Mientras Susanna hablaba, Kayla no podía pensar en Norah. Se sentó junto a su hija, con Matteo cerca. «Siempre te querré, Susanna. Eres la única princesa a mis ojos. Pero pobre Nancy. Abandonada por sus padres biológicos, creció en un orfanato en el extranjero y tuvo que hacer trabajos ocasionales para pagar la escuela. Nancy tiene una naturaleza muy amable. Sé que os llevaríais de maravilla».
Convencida de la bondad de Susanna, Kayla había traído a Nancy a casa, con la esperanza de que las dos forjaran un fuerte vínculo. «Nancy ha estado con nosotros en el extranjero durante los últimos dos meses. Es increíblemente educada y agradable. Verás lo maravillosa que es cuando pases un tiempo con ella».

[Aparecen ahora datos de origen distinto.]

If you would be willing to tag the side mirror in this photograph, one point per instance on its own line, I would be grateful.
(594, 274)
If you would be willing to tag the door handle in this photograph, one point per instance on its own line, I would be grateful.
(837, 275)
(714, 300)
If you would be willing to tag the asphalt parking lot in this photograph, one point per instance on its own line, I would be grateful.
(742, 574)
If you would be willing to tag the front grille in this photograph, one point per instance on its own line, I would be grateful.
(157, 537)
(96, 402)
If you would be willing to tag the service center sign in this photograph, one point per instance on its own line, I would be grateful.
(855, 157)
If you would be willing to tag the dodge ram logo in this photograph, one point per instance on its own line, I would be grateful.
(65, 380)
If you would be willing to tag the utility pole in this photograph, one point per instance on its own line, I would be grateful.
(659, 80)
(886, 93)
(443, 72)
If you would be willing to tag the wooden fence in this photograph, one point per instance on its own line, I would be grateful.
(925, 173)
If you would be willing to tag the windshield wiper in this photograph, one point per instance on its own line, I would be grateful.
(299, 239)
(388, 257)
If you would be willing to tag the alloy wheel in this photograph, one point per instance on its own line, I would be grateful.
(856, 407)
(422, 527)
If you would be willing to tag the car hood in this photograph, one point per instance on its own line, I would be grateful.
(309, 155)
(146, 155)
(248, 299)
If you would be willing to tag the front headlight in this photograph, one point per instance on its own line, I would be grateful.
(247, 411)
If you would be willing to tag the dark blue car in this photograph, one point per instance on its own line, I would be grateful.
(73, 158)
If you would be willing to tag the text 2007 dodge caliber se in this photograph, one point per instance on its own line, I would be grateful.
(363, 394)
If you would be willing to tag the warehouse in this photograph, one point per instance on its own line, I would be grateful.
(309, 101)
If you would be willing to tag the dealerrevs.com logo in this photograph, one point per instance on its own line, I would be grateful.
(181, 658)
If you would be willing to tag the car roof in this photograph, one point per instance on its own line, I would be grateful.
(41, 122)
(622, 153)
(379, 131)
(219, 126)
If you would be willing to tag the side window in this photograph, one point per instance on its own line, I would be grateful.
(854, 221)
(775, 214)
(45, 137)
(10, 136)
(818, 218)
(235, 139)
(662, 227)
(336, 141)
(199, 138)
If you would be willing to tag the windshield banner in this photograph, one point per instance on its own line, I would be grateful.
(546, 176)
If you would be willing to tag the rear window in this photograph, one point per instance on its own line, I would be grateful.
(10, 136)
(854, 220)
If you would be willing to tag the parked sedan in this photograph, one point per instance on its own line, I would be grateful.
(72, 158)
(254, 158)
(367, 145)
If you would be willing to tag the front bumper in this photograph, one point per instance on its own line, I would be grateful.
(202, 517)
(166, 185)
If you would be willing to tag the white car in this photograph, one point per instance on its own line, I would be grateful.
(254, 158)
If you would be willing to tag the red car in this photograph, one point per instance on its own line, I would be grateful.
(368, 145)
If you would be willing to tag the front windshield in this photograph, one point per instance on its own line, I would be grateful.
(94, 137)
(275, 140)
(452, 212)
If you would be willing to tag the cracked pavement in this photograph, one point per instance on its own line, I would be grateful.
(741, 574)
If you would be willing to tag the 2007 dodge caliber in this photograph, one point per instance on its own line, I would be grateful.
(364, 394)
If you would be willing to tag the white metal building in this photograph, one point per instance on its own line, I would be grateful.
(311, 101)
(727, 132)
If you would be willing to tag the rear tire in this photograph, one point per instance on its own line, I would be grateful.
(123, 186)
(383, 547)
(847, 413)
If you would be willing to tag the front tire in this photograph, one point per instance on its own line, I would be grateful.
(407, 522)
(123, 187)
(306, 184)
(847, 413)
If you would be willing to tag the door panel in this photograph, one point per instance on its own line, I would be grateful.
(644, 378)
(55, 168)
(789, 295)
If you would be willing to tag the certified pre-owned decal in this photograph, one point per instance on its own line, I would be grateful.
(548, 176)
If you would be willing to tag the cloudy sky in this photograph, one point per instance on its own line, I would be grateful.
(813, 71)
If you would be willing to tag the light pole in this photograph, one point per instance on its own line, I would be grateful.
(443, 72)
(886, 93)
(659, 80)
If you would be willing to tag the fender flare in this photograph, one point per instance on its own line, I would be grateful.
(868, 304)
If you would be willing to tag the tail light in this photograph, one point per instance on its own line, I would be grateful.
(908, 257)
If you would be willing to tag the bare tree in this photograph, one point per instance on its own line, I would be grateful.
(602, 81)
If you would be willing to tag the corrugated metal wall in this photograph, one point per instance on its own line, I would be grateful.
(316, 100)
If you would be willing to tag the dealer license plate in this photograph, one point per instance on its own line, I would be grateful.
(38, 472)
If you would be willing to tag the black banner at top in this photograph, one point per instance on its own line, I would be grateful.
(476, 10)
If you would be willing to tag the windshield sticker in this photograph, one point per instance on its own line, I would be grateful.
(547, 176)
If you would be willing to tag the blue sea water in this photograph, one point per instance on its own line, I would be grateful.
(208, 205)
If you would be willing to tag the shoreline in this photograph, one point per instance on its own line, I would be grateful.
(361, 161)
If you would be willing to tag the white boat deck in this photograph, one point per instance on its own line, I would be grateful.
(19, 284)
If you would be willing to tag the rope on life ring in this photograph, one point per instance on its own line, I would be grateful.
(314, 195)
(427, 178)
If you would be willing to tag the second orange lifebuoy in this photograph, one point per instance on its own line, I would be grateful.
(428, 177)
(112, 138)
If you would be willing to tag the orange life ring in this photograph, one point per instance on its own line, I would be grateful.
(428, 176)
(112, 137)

«No, soy tu única hija. Papá, por favor, no quiero que sea mi hermana».
Las lágrimas corrían por el rostro de Susanna mientras tiraba del brazo de Matteo, buscando su intervención.
«Quizá… debería irme».
De repente, Nancy se puso de pie, sus dedos jugueteaban nerviosamente con el dobladillo de su vestido, su mirada baja.
«Está claro que Susanna no está contenta conmigo aquí. Puedo irme. No quiero que mi presencia cause disputas entre vosotros».
Después de hablar, le temblaron los hombros y unos sollozos ahogados escaparon de sus labios.
Oculto por las sombras, su rostro permaneció invisible, y los que la rodeaban la imaginaron con lágrimas corriendo por sus mejillas.
Nancy, conocida por su amabilidad y consideración, había consolidado esa percepción en la mente de todos, haciendo que las lágrimas de Susanna parecieran aún más malcriadas en comparación.
Kayla, atrapada en su propio conflicto, miró a su alrededor. Se dio cuenta de que Matteo estaba consolando tiernamente a Susanna con suaves palmadas en la espalda, mientras Nancy estaba aislada, aparentemente la persona más sola del mundo. Sin su compañía, la desesperación envolvería a Nancy una vez más.
Decidida, Kayla se acercó a Nancy y puso una mano reconfortante en su hombro. «No llores, Nancy. Es solo que Susanna no se siente bien y está molesta. Es una buena persona, como tú».
Susanna levantó la cabeza y notó que Kayla le hablaba suavemente a su nueva hermana.
«¡Mamá, soy tu hija!», protestó, desconcertada por el afecto de su madre hacia una extraña. Sus palabras quedaron ahogadas por los sollozos.
Intuyendo que algo andaba mal, Norah se acercó rápidamente a la mesita de noche y cogió una bolsa de papel. Se la colocó suavemente sobre la boca de Susanna, instándola: «Respira despacio, Susanna. Respira hondo».